I want to create a process to transfer files from EC2 / EFS, to Glacier - but with compression. Say there are directories with timestamps down to the hour. Every hour, I want a process that checks for directories older than 24 hours (configured), will zip-up the files in that directory, and move the zip-file to Glacier (and both the files and zipfile, deleted). Plus, high-reliability, some kind of failure/retry logic. And ideally, that uses an existing tool, or doesn't require a lot of external coding/logic.
I've found a lot of tools that almost do this:
- AWS DataSync - moves files reliably - but no option to add compression
- AWS DataPipeline - transfers files with logic - but doesn't support EFS? (Or Glacier, but I suppose I could move the files to S3, with a transfer to Glacier).

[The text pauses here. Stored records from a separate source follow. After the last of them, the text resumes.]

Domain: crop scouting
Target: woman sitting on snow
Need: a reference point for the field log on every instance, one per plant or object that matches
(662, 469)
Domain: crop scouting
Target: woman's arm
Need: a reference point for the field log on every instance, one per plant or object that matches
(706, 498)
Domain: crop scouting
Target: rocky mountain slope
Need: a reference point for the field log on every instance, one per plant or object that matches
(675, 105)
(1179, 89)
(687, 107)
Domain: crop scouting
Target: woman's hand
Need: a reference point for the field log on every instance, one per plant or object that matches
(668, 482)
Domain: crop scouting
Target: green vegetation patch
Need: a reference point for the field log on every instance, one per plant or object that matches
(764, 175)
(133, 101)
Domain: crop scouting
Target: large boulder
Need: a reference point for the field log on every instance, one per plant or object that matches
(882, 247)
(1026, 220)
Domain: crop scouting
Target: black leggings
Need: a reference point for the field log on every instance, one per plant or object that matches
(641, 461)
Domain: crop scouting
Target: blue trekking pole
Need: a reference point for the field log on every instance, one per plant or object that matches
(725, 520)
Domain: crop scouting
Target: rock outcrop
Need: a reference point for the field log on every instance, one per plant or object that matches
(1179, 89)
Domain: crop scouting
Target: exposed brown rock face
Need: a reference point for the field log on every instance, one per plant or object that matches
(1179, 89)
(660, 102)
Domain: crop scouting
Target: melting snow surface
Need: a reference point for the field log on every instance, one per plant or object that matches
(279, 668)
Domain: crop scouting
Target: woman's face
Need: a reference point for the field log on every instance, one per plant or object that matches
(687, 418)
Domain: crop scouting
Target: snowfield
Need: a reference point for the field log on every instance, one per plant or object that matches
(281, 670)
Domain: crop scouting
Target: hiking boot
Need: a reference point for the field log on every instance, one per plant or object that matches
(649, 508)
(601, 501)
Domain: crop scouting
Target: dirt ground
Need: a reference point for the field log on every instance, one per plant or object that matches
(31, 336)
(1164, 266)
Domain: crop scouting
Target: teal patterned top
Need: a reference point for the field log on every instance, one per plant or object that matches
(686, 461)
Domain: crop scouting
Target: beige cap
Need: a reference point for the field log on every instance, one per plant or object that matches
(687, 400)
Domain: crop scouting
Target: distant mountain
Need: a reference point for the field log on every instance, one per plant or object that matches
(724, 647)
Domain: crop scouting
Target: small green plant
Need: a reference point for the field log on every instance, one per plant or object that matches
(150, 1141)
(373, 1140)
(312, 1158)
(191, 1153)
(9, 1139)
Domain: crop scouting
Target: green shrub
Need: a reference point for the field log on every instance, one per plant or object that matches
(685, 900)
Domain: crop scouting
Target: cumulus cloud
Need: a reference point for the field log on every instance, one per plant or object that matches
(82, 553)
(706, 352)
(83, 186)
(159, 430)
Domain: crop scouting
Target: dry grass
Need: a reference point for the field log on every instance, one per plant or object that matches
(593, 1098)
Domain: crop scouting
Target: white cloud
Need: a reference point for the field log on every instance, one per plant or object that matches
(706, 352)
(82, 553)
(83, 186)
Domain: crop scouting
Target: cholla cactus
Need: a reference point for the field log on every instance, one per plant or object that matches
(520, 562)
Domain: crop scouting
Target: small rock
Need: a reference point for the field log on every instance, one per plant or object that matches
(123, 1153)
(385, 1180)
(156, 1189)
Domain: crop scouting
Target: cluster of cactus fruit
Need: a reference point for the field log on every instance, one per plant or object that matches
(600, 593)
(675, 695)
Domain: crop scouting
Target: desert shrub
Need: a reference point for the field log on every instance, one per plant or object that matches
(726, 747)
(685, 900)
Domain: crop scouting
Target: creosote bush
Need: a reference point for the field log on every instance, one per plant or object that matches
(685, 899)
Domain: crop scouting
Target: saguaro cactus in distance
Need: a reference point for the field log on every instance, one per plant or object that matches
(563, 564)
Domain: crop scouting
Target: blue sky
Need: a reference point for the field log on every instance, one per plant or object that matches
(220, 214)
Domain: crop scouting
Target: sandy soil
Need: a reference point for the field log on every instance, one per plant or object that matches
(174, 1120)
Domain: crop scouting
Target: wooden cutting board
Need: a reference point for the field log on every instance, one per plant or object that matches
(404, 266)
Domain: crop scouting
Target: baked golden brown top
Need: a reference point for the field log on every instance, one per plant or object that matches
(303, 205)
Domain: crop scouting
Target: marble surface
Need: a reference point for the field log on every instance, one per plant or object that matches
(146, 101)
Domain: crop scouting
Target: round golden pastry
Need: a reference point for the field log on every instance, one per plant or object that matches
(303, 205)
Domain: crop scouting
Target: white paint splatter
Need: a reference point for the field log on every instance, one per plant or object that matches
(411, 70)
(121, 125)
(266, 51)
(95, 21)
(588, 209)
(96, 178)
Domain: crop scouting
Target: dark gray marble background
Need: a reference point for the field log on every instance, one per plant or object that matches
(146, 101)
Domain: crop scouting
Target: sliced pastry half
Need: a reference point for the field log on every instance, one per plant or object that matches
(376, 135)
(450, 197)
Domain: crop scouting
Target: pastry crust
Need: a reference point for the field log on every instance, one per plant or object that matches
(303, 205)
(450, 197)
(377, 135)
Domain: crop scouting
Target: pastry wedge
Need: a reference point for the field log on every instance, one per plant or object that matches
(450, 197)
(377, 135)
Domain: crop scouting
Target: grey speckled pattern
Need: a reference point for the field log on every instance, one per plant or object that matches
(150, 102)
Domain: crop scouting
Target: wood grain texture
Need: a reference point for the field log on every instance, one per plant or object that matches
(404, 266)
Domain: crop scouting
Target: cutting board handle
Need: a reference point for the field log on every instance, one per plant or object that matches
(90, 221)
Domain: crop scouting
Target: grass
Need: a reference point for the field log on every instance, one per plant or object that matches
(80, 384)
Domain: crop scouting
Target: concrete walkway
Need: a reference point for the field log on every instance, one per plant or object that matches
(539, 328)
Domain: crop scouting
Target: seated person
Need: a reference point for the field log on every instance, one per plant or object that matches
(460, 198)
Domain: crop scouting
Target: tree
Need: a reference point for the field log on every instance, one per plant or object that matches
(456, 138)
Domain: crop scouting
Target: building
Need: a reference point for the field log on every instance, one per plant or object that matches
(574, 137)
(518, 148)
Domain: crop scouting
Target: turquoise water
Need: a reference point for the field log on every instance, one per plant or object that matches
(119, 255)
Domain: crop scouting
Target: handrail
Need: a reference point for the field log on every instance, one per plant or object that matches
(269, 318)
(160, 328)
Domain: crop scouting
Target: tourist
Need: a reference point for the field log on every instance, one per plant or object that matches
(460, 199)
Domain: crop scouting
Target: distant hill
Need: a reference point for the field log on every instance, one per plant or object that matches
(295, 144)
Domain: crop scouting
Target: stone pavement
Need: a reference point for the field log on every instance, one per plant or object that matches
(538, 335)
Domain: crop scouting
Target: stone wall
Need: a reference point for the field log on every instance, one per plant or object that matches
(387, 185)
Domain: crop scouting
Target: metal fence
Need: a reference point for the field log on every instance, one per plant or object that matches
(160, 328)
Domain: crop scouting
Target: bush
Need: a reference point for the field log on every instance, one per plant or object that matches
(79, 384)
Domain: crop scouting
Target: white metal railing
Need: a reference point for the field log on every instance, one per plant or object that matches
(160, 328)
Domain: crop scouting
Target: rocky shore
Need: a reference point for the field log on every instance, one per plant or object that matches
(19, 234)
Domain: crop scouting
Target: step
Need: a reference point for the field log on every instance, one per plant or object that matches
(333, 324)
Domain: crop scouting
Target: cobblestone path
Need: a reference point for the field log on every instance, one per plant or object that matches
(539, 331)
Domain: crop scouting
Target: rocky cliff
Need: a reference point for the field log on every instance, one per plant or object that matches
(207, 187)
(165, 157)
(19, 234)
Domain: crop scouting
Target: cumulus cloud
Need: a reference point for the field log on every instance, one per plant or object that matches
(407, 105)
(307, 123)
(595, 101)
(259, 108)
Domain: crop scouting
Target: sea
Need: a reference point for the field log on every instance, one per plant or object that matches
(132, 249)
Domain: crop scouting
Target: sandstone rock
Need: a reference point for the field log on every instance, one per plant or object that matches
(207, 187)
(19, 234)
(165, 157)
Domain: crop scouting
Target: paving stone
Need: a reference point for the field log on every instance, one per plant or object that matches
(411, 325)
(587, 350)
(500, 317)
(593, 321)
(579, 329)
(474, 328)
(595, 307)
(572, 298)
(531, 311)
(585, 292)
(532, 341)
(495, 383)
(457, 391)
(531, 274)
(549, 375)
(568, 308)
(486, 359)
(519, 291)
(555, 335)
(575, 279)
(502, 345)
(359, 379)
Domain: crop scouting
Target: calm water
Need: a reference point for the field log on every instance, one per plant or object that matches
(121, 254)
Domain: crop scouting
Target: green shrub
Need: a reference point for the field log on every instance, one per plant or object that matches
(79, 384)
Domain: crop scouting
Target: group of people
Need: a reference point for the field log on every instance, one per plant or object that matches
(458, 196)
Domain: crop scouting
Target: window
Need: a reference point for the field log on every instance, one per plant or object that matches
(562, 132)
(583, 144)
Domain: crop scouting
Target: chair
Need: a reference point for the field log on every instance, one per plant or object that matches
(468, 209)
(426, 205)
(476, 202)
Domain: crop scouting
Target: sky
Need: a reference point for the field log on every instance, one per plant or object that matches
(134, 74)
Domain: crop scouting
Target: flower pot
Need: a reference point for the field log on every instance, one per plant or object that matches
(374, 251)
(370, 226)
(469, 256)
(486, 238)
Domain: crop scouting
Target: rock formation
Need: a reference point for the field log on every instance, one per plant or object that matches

- some hybrid solution, like
- AWS DataSync with a cronjob that does the zip-file - but what about retries?
- AWS StepFunction Workflows running a Task on the EC2 box where EFS is mounted
One tool that I'm fairly sure would do it, is Apache-AirFlow
, which does workflows - but that requires a lot of manual coding, and I'm not sure if AWS StepFunctions would be the same result anyway.
It seems like this should be a solved-problem - schedule and compress a directory of files, move it to Glacier (with retry-logic) - but I haven't found any really clean solutions yet. Is there something I'm missing?